Despite getting rain Friday night and then again on Tuesday morning, the state is still in a major rainfall deficit and the lack of rain is impacting farmers.
"It's still dry even though we got some sufficient rain,” James Futtner, of Futtner’s Family Farm, said. “It will probably last us for about a week and this time of the year you need about an inch, inch and a half of rain depending on your soil types."
Despite the lack of rainfall, Futtner’s nearly eight-acres farm still looks great thanks to a drip irrigation system that supplies a constant supply of water when needed.
"I don't have a huge water supply. I got to work off basically a water faucet on eight acres of land, so it's drip irrigation 24/7," Futtner said. That adds up very quickly.

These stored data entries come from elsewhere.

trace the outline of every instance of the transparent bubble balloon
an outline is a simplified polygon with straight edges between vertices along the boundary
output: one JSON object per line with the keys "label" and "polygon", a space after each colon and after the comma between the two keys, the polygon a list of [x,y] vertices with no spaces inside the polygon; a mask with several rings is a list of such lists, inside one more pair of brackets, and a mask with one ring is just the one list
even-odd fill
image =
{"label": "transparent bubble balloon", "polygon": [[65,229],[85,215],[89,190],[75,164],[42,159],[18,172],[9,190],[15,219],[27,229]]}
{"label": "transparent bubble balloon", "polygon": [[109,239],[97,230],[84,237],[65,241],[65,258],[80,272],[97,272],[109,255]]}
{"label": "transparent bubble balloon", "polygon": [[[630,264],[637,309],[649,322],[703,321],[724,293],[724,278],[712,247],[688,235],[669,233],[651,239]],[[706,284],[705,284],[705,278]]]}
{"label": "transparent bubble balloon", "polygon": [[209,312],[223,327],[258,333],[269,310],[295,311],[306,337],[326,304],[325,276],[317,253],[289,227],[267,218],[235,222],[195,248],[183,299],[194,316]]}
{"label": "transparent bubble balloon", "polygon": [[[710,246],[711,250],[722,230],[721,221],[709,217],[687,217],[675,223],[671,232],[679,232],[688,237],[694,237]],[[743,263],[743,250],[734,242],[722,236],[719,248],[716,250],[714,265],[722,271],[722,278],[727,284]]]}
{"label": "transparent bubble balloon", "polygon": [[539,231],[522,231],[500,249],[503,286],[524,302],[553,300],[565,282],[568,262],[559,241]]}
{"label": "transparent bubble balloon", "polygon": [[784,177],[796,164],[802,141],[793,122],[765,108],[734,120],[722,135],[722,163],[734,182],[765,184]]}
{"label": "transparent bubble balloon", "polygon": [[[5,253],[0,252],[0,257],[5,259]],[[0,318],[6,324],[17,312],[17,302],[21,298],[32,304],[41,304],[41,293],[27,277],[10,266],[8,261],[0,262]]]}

"We get a huge $1,000 to $2,000 water bill every quarter in the summertime. In the winter, it's nothing but this time of the year, it comes off the top," Futtner added.

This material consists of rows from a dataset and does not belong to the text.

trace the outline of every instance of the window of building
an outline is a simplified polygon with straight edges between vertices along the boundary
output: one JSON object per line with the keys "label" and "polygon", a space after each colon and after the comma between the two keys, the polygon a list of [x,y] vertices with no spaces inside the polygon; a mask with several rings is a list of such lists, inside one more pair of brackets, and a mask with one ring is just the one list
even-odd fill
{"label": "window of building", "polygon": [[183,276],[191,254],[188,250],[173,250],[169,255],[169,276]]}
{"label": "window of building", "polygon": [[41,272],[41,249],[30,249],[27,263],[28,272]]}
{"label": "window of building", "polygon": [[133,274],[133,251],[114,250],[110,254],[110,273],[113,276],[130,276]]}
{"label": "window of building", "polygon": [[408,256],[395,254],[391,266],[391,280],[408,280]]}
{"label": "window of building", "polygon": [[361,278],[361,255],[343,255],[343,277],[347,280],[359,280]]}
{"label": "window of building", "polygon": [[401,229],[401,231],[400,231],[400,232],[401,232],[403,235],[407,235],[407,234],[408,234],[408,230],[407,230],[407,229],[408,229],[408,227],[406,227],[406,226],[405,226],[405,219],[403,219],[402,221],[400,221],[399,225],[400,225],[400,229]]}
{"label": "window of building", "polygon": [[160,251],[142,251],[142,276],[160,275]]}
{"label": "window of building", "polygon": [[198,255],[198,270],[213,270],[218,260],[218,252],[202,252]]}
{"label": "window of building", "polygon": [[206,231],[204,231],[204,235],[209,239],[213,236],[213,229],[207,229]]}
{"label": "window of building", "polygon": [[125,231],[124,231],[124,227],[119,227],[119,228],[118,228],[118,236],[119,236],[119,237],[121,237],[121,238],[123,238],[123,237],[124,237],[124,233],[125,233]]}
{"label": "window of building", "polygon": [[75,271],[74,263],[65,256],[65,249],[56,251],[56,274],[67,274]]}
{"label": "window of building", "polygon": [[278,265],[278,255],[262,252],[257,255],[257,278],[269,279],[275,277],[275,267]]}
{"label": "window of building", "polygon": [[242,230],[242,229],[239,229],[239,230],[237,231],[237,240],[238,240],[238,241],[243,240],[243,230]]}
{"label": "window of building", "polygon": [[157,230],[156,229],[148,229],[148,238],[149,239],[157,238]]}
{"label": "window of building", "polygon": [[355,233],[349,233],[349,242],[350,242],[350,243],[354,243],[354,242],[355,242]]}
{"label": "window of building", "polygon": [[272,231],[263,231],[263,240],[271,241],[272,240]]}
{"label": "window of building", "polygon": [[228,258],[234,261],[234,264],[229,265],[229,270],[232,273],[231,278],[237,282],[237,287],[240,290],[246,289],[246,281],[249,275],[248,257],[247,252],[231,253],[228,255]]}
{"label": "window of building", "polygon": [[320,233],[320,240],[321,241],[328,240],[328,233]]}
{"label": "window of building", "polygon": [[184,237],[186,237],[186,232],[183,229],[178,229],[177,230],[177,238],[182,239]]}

Despite the increased cost to produce the fresh crops, prices will remain the same and East Hartford resident Maryanne Lamprechet is very thankful for that.

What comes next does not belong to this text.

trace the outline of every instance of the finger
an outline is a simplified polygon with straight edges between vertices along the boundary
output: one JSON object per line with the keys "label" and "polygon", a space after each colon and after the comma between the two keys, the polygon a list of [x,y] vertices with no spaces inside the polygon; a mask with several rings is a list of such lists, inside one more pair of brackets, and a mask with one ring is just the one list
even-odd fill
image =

"I always wait for them to get their vegetables. I can't wait for their stand to open in the spring time,” Lamprechet said. "It's fresh. That's the main thing and the prices are better and it's native. You know, support local farmers."
The rainfall deficit for 2016 is right around 6 inches, but if you look back to January 2015, Connecticut is 12.97 inches in the hole.
"We're OK for now,” Futtner said. “But the deficit is pretty big and down deep, there is no water. It's all surface water and in a few days, 90/95 degrees it's going to be gone."